Several years later, Inselberg told Bisignano that First Data was infringing the patents and did not have a license. Inselberg demanded that First Data either buy the patents or license them, contending that the assignment Interactive had made to Bisignano was not valid. Bisignano then licensed the patents to First Data. Inselberg continued to assert that First Data was infringing the patents. Inselberg’s counsel sent Bisignano and First Data a draft complaint that Inselberg stated he intended to file in state court, alleging that Inselberg owned the patents and could sue First Data for patent infringement.
Bisignano and First Data jumped the gun and filed suit in the federal district court for the District of New Jersey. The complaint sought a declaratory judgement that Bisignano owned the patents and that the license to First Data was valid. The complaint also sought a declaratory judgement that First Data did not infringe the patents because Bisignano owned the patents and had licensed them to First Data.
Inselberg and Interactive filed suit in New Jersey state court, seeking a declaratory judgment that they owned the patents because the assignment to Bisignano was invalid. Bisignano and First Data answered the complaint and filed counterclaims seeking a declaratory judgement of noninfringement of the patents and of invalidity of one of the patents. The defendants then removed the state court action to federal court, relying on the district court’s jurisdiction over patent cases.

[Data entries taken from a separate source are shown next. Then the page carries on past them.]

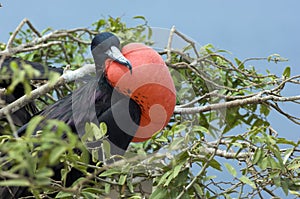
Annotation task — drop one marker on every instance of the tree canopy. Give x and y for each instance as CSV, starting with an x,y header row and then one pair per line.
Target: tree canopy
x,y
218,144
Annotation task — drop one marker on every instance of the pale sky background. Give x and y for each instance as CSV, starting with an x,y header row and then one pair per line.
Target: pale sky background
x,y
254,28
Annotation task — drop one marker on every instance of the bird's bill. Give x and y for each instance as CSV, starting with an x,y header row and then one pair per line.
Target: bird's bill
x,y
115,54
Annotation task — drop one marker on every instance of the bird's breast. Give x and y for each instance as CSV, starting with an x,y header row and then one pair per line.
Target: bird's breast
x,y
150,85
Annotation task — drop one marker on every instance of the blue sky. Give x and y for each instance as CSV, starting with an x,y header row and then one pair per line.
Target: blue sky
x,y
254,28
245,28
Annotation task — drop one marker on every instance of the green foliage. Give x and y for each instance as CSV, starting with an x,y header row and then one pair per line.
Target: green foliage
x,y
179,161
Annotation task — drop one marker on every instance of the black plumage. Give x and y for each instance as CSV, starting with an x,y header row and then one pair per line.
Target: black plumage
x,y
94,102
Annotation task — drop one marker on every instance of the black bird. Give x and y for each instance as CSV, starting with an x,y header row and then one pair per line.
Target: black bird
x,y
123,109
92,102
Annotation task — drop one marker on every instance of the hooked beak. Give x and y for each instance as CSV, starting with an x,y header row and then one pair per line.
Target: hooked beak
x,y
115,54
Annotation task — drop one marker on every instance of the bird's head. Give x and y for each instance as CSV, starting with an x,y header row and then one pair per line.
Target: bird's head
x,y
107,46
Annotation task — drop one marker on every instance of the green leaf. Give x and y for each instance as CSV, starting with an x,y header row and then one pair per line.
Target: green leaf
x,y
56,153
140,17
106,148
110,172
159,193
264,109
230,169
122,179
62,194
53,78
15,182
198,189
257,155
287,72
246,180
287,155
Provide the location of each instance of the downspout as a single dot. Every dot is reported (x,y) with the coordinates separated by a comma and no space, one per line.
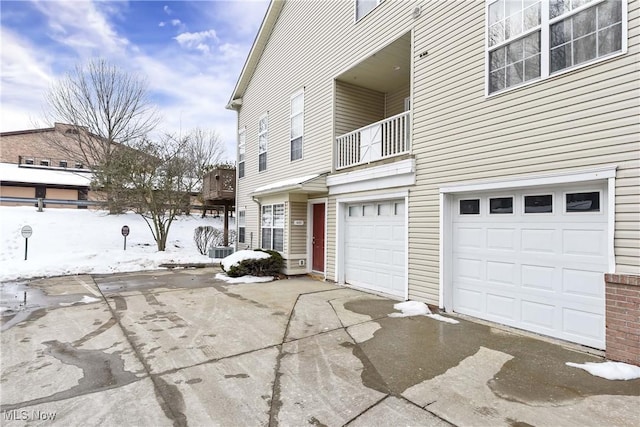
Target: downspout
(259,216)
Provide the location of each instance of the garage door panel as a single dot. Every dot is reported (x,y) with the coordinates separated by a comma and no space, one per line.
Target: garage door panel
(542,271)
(583,323)
(503,273)
(469,301)
(499,305)
(469,268)
(501,239)
(467,237)
(584,242)
(375,239)
(539,240)
(537,277)
(538,315)
(582,283)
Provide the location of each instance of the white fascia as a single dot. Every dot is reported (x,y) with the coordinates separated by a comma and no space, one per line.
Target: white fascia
(396,174)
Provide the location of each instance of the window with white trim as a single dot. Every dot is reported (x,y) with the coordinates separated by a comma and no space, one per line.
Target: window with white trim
(273,227)
(297,125)
(241,147)
(363,7)
(533,39)
(263,137)
(242,215)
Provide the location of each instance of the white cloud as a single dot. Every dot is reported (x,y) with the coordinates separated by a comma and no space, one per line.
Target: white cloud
(197,40)
(26,75)
(82,27)
(191,90)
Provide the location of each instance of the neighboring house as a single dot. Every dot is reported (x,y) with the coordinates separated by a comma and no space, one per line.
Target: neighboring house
(33,166)
(479,156)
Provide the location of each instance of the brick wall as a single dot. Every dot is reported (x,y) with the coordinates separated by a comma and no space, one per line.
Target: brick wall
(38,143)
(623,318)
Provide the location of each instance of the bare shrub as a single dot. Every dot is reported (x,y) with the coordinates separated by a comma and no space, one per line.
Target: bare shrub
(203,236)
(206,236)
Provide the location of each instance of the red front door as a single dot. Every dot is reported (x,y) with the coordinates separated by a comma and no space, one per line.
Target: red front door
(318,237)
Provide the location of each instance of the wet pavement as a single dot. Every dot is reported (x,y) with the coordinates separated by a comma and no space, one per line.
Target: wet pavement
(178,347)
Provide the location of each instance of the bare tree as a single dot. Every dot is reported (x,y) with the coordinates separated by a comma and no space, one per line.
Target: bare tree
(107,108)
(157,179)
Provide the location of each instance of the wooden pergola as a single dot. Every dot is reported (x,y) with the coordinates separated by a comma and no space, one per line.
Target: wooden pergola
(219,189)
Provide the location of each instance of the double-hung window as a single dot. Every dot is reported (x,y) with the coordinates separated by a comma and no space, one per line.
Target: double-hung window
(242,216)
(241,147)
(263,139)
(273,227)
(297,125)
(532,39)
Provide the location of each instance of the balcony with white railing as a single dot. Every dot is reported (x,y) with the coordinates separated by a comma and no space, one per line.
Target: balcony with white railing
(387,138)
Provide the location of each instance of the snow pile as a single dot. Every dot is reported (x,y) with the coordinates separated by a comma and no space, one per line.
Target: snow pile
(237,257)
(415,308)
(85,300)
(83,241)
(411,308)
(609,370)
(244,279)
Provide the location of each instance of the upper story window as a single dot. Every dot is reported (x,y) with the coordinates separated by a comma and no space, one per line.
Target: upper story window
(241,147)
(532,39)
(242,215)
(263,139)
(363,7)
(272,225)
(297,125)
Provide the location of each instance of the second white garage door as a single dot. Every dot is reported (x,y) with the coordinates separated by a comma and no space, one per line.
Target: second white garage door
(534,259)
(375,246)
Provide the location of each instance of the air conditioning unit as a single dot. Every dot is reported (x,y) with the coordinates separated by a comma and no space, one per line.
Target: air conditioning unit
(220,252)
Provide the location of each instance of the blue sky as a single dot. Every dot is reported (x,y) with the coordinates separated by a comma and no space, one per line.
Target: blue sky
(191,52)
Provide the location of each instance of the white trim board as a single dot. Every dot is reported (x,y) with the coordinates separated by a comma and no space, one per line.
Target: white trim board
(520,181)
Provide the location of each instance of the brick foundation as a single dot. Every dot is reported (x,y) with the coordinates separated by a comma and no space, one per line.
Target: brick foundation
(623,318)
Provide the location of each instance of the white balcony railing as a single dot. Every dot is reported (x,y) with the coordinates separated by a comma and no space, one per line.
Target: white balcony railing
(387,138)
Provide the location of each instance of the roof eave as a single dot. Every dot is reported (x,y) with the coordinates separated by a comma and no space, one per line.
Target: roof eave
(268,22)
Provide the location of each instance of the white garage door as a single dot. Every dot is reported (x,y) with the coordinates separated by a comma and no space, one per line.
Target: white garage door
(375,247)
(534,259)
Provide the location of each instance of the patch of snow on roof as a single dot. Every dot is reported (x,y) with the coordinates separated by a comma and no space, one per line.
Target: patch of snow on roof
(244,279)
(13,173)
(286,183)
(609,370)
(236,257)
(415,308)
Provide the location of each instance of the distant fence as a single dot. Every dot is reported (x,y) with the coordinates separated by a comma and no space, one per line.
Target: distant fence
(45,201)
(34,200)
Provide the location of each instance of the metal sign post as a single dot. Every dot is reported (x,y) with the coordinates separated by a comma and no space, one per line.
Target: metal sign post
(26,232)
(125,233)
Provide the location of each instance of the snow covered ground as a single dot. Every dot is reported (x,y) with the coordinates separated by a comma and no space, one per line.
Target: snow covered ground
(77,241)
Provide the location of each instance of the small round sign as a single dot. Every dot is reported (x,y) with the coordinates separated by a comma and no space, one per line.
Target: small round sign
(26,231)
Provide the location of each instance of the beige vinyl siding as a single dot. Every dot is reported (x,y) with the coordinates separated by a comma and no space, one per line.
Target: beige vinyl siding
(330,267)
(394,103)
(293,59)
(587,117)
(356,107)
(584,118)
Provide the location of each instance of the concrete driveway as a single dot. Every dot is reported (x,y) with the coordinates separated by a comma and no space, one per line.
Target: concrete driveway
(181,348)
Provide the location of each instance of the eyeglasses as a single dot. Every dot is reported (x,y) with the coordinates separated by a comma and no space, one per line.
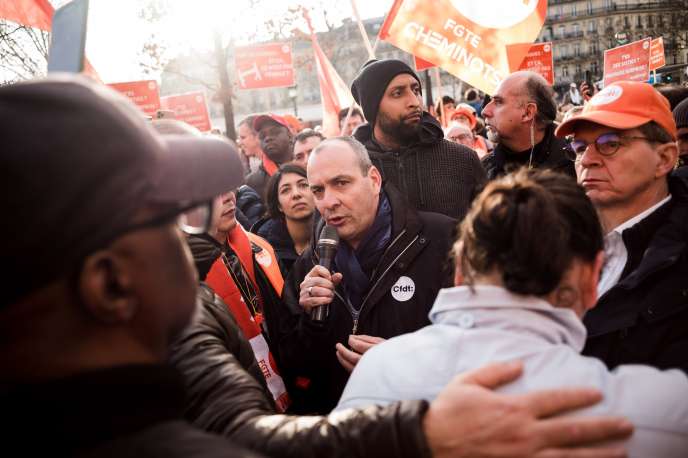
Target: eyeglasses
(193,219)
(461,137)
(606,144)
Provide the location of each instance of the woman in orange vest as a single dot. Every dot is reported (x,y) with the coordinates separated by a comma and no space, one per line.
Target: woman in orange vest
(242,269)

In the federal court action, Inselberg and Interactive moved to dismiss Bisignano and First Data’s complaint and their counterclaims in the removed action, and sought remand of the state law claims.
The district court granted the motion to dismiss on the grounds that the federal court had no jurisdiction because there was no federal question. The district court found that Inselberg and Interactive had conceded that Bisignano owned the patents by seeking to invalidate the assignment agreement in their state court complaint, and, therefore did not own the patents. The district court held that Inselberg and Interactive did not have a claim for patent infringement and would not have such a claim unless they obtained ownership of the patents under their state law claims. Thus, the patent claims were contingent on the outcome of Inselberg and Interactive’s state law claims.
On appeal, the Federal Circuit affirmed the district court’s order dismissing Bisignano and First Data’s federal claims and remanding the state law claims. The court held that there was no federal question jurisdiction because Inselberg and Interactive did not, and could not, assert a threat of infringement against First Data as Inselberg and Interactive did not own the patents. In addition, the court held that Bisignano and Frist Data had no standing to assert their declaratory judgement claims. For similar reasons, the court also held that Bisignano and Frist Data’s claims were not ripe for adjudication because all of the claims were based on a contingent future event, the state court awarding ownership of the patents to Inselberg and Interactive.